Leila Sidhoum affirme que son diplôme a été bloqué par le Doyen par intérim de l'Université Alger 3. Copyright de l’image Leila Sidhoum
Image caption Leila Sidhoum affirme que son diplôme a été bloqué par le Doyen par intérim de l'Université Alger 3.

Une doctorante algérienne, Leila Sidhoum, affirme que son université retient son diplôme, en raison de ses positions politiques contenues dans sa thèse.

Un responsable de la faculté a affirmé qu'il y avait des inquiétudes sur la façon dont elle y a présenté l'armée.

Leila Sidhoum accuse la Faculté des Sciences politiques de l'Université d'Alger 3 de censure et d'intimidation.

Elle a dit avoir brillamment défendu son travail devant un jury.

Mme Sidhoum, également assistante dans cette université, a mis l'accent sur le rôle de l'élite gouvernante dans la transition démocratique en Algérie, de 1989 à 2016.

Elle a indiqué, qu'après s'être conformée aux amendements du jury, son travail avait été validé avec une mention.

Cependant, son diplôme a été bloqué plus tard sur ordre du Doyen par intérim et sa thèse retirée de la bibliothèque universitaire, a-t- elle expliqué.
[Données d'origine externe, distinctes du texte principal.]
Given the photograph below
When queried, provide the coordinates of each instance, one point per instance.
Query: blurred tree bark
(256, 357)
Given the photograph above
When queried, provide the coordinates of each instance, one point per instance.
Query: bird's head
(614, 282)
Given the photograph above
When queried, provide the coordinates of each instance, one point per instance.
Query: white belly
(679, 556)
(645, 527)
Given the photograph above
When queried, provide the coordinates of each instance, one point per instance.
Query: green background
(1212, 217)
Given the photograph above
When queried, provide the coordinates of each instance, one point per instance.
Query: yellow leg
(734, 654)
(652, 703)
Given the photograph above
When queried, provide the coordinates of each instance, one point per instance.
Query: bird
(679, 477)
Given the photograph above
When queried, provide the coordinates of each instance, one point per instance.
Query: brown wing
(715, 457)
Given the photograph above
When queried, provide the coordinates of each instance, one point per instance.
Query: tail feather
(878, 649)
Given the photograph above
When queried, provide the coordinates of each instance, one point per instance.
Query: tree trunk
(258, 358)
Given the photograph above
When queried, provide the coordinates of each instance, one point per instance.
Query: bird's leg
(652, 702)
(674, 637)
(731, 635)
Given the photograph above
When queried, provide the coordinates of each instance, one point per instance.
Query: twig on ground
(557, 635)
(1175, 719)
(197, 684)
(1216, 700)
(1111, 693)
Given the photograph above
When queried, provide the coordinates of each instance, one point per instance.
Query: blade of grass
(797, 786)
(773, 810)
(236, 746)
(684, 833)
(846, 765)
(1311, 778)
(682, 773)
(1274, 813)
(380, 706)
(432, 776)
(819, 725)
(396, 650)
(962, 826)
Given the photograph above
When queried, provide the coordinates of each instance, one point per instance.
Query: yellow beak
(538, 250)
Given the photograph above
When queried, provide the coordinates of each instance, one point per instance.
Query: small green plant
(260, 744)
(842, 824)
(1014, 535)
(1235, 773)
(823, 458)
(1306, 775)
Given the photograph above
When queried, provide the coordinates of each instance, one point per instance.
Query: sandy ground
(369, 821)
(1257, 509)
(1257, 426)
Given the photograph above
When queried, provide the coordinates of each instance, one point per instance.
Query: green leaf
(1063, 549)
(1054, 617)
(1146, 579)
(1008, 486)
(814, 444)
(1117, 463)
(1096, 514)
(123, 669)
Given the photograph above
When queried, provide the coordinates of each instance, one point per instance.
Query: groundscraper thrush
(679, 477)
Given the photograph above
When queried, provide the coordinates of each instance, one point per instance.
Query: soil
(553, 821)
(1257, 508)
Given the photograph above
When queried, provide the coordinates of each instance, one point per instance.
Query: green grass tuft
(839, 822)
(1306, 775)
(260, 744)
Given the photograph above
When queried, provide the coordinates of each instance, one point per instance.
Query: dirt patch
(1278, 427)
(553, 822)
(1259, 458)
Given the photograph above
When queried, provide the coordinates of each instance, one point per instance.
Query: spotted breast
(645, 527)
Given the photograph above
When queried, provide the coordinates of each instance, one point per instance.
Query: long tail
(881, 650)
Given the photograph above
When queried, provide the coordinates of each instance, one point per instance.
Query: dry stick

Un responsable de l'université, ayant requis l'anonymat, a déclaré à la BBC que cette thèse concernait des allégations et des affirmations idéologiques et non scientifiques sur l'armée.

Il a ajouté que les membres du jury n'ont pas pu vérifier la véracité de ses accusations contenues dans le document ainsi qu'à revoir ses standards.

Mme Sidhoum a affirmé avoir reçu l'ordre de supprimer des passages de sa thèse qui touche à l'armée, au président et au parti du Front Islamique du Salut (FIS).

Le FIS avait remporté le premier tour des premières élections multipartites en 1991, mais un conflit armé s'en était suivi après l'annulation du second tour par l'armée.

Environ 100.000 personnes avaient été tuées et des milliers d'autres portées disparues lors des affrontements.

Le gouvernement du président Abdelaziz Bouteflika, qui dirige le pays depuis 1999, avait passé un accord avec les groupes islamistes modérés ; cet accord a été ensuite adopté par référendum.